ONE of these days a Blackpool forward is going to score more than one goal in a match again.

Stan Mortensen, who had scored 14 goals before this afternoon’s game at Wolverhampton, has yet to do it. He has compiled his total one goal at a time.

The only forwards who have! broken this "1...1...1” sequence are George Eastham, who scored twice at Sunderland, and Willie Buchan, who had two against Brentford and three against Portsmouth. That “hat trick” - the last time a Blackpool forward broke this one-goal hoodoo-was as long ago as September 23.

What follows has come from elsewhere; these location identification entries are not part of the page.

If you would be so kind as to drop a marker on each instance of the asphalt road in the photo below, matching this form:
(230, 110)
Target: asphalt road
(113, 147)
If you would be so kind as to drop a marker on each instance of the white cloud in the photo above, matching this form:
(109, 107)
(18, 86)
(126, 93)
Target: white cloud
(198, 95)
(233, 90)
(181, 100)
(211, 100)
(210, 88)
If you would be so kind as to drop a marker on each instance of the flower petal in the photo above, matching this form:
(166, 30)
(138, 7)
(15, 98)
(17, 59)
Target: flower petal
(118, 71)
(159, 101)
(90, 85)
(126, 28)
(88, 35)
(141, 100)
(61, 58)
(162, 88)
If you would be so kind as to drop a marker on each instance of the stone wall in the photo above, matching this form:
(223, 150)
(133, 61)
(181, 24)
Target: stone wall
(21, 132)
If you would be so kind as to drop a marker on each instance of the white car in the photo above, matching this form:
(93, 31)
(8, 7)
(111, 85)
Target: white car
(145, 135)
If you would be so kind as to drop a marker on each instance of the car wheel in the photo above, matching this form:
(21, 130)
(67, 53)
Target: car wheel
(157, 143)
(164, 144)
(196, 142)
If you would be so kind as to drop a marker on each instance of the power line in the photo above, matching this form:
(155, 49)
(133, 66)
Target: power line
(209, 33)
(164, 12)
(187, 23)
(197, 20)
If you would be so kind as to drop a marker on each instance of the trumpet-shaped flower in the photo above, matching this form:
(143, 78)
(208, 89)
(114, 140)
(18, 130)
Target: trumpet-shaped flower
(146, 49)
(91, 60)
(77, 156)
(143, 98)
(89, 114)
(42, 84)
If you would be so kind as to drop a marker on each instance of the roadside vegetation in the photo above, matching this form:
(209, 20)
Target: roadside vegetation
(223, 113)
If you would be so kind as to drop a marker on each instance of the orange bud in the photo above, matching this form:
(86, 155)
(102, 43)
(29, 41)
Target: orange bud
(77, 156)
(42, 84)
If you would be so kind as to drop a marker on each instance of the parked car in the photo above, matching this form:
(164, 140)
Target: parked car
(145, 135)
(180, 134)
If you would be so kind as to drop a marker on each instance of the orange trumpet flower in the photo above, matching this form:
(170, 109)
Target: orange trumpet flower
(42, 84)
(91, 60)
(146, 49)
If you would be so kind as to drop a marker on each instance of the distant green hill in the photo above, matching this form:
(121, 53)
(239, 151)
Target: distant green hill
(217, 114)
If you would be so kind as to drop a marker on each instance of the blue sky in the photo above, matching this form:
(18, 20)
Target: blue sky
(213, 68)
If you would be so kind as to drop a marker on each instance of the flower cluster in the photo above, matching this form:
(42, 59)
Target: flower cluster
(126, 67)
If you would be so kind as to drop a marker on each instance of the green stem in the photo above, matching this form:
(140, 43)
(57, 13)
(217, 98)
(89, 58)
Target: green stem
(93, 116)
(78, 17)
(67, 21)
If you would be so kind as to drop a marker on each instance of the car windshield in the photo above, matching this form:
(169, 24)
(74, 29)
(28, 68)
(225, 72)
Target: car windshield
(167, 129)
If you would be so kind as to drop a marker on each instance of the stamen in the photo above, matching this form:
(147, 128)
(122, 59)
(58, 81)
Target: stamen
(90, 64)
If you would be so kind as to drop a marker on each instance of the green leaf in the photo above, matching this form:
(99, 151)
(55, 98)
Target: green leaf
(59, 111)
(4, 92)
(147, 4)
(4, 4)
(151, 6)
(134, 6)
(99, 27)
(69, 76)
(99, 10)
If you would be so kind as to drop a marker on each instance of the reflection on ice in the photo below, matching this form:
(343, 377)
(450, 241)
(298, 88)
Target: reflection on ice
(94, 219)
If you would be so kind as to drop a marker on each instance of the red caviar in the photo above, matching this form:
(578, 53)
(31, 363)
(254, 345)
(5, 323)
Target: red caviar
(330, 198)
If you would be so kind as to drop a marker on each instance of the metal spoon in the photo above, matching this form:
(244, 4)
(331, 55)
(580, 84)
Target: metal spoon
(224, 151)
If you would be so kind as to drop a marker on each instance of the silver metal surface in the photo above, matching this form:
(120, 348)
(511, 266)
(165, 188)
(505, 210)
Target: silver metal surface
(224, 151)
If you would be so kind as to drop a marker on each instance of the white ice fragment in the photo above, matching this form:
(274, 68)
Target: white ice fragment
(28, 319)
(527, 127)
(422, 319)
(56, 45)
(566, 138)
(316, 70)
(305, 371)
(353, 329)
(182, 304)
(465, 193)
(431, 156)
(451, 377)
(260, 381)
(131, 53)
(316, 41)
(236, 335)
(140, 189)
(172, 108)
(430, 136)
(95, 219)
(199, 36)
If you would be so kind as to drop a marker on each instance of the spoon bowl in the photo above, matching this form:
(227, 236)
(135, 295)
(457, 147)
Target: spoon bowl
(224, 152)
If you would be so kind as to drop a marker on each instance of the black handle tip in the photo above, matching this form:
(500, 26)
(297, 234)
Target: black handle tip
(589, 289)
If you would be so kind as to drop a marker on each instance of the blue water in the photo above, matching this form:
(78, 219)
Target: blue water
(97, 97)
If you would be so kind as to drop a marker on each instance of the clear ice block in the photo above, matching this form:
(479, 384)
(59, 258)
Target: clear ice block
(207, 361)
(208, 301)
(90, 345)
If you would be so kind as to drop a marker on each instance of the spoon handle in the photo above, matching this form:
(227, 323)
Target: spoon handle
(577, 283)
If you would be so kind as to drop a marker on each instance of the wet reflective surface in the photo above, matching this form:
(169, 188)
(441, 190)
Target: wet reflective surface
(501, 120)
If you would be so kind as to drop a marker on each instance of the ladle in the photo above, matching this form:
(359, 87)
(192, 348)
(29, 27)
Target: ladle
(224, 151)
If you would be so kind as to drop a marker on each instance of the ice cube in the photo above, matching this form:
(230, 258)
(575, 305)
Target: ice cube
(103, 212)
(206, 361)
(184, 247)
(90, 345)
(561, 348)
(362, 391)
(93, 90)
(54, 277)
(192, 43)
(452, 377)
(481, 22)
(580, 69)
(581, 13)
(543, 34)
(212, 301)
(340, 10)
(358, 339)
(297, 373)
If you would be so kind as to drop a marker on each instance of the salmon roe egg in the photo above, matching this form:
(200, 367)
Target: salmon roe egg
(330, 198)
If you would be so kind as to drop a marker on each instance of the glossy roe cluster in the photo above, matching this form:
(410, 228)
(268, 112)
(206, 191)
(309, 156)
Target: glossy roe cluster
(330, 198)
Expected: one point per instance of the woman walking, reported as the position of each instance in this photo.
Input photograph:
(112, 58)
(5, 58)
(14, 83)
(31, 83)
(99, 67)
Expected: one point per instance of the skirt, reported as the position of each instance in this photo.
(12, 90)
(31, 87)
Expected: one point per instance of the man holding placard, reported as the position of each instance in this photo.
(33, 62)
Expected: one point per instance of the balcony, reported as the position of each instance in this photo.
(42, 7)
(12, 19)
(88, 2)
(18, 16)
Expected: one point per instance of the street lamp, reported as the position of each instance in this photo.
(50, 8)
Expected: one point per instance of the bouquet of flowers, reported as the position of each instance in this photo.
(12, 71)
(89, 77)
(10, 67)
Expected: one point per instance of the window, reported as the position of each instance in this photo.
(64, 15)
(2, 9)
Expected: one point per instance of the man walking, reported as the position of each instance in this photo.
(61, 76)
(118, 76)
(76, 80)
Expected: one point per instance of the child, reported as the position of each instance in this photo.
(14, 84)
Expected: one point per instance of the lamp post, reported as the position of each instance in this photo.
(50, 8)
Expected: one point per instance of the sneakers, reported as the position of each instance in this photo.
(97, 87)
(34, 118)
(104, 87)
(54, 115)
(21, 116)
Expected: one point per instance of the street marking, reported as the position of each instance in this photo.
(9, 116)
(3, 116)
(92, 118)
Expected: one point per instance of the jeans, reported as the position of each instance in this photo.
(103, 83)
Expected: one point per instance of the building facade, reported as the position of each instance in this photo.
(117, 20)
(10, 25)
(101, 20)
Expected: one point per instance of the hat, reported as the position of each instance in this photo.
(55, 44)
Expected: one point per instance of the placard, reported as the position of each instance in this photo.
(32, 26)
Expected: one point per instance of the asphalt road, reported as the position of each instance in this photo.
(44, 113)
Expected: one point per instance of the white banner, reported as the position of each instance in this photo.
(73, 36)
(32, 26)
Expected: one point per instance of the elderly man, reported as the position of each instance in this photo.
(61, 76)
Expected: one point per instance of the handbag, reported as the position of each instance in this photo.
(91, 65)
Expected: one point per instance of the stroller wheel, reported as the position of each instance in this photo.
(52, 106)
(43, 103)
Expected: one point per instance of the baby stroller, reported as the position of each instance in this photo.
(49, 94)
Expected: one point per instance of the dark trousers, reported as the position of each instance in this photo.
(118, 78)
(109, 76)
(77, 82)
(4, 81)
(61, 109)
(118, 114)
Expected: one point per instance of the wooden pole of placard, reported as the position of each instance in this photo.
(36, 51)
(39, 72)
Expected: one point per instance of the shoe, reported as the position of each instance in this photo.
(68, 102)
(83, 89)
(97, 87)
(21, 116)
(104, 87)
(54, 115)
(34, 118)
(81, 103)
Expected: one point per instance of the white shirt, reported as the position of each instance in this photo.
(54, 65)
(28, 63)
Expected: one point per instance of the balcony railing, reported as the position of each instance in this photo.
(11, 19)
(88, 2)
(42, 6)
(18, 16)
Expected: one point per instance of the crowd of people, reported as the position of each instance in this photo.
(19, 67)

FOOTBALL CURIO: Blackpool lost five goals in an hour and a half to Middlesbrough. In the next four games - six hours’ football - the defence conceded only two.


No figure has been disclosed by Blackpool or Sheffield United, but I hear from a Sheffield source that the transfer fee paid by Blackpool for Edmund Shimwell was £7,000.

They think at Blackpool that it may be one of the bargains of the year.

This was as nearly a model transfer as such a transaction can be in these ballyhoo days.

There were no preliminary headlines - no closed-door conferences - no undignified bartering. It was all settled in less than a couple of hours.

The player was left to choose between Barnsley and Blackpool.

 He chose Blackpool because he preferred to play in the First Division.

THE Blackpool Football Supporters’ Club, under the enthusiastic leadership of the chairman, Mr. Harry Markland, have soon got down to business.

The snooker matches at the Tower Circus between the Davis brothers, with Miss Joyce Gardner as compere, resulted in a win for “Joe,” with many excellent games and a wonderful break by Fred. They were well attended considering that it was the first venture, and much enjoyed.

Members of the football team present were introduced at each session.

Plans for 1947

THE Christmas holidays have handicapped the committee, but early in the New Year it is hoped to set many new schemes in motion.

The committee are reminded of the meeting at the ground at 7-30 p.m. on Tuesday, January 7, and soon after that meeting a general meeting of all members will be called to elect the permanent committee and discuss activities.

A dance has been arranged for early in the New Year.

The membership is now over 500 - let’s make it 1,000. 

The subscription is only 2s. 6d., and forms may be obtained from any member of the committee or from Mr. Tom Newton, the treasurer, at any of the canteens on the ground.

To visit Sheffield

ARRANGEMENTS have been completed for the visit to Sheffield for the Cup-tie with the Wednesday on January 11. The coaches will leave the ground at 8-30 a.m., so book your seats early and give the team the encouragement they deserve.

We all hope that 1947 is Blackpool’s year, and that we shall be able to travel with them to Wembley.

In conclusion, the committee extend to the club, players and all members, the very best wishes for success in 1947.